My second son was unfortunately blessed with horizontal or kinked eustachian tubes. This means his ears do not drain properly and cannot clean properly, leading to frequent ear infections.
I did a lot of research and didn't like most of it. Olive oil, garlic and other things may help outer ear infections, but middle ear infections usually require antibiotics. There is no evidence that it is related to dairy foods, especially in a baby with no other reactions to dairy (like diarrhoea, stomach pain etc).
Ear infections usually cause a lot of pain. My baby was smiling through it, he just wouldn't eat.

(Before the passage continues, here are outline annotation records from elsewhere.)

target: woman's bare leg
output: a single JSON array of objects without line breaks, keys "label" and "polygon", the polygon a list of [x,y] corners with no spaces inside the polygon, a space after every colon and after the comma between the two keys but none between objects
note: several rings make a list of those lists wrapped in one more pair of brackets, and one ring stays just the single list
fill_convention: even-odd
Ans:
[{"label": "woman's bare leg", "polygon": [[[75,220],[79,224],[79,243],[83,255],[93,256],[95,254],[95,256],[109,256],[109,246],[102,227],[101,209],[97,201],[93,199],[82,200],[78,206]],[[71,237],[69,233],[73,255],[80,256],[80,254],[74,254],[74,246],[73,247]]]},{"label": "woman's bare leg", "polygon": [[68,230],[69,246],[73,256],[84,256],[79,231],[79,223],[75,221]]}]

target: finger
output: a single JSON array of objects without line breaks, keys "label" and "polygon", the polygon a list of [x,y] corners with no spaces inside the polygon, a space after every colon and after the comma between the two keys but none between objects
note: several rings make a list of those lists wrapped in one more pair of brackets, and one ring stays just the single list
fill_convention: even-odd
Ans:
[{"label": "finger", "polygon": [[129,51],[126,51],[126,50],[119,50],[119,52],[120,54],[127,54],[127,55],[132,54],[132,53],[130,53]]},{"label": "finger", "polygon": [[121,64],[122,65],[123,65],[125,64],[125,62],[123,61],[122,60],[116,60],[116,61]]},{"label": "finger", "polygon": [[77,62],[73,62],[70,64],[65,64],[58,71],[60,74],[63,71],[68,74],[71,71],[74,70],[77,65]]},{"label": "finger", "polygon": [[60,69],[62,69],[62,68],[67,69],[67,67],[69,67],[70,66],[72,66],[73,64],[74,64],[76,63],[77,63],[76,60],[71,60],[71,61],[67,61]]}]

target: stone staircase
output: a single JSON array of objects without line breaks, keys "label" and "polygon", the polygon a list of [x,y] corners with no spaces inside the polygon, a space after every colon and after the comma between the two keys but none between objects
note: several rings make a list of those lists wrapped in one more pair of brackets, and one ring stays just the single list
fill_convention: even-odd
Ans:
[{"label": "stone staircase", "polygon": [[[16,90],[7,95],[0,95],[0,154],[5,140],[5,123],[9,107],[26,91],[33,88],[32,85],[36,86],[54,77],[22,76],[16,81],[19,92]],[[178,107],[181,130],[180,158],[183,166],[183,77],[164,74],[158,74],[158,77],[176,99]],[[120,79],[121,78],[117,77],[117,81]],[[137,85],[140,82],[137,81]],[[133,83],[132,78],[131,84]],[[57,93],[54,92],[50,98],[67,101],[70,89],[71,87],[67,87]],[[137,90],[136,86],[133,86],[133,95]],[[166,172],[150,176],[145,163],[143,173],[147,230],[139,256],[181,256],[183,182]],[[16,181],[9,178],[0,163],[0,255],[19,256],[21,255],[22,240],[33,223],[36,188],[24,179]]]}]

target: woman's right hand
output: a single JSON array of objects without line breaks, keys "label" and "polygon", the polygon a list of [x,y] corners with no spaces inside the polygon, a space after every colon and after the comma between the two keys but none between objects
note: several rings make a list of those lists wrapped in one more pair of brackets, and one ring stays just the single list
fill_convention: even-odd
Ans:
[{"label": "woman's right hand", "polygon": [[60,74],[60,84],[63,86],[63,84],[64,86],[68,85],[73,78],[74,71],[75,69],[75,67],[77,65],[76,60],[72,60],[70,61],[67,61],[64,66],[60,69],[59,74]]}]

After a year of on and off antibiotics, we had tubes put in his ears. He still gets infections, just less often and can be helped with drops.
 
Every country has a different method of dealing with ear infections in babies. Some don't give antibiotics and allow the infection to pass on it's own, giving pain killers either orally or in drop form. If you are unhappy about your baby's treatment, seek a second opinion. Untreated severe ear infections can cause partial hearing loss.
 
 
 
I wish your baby a refuah shelama and you an easy parenthood!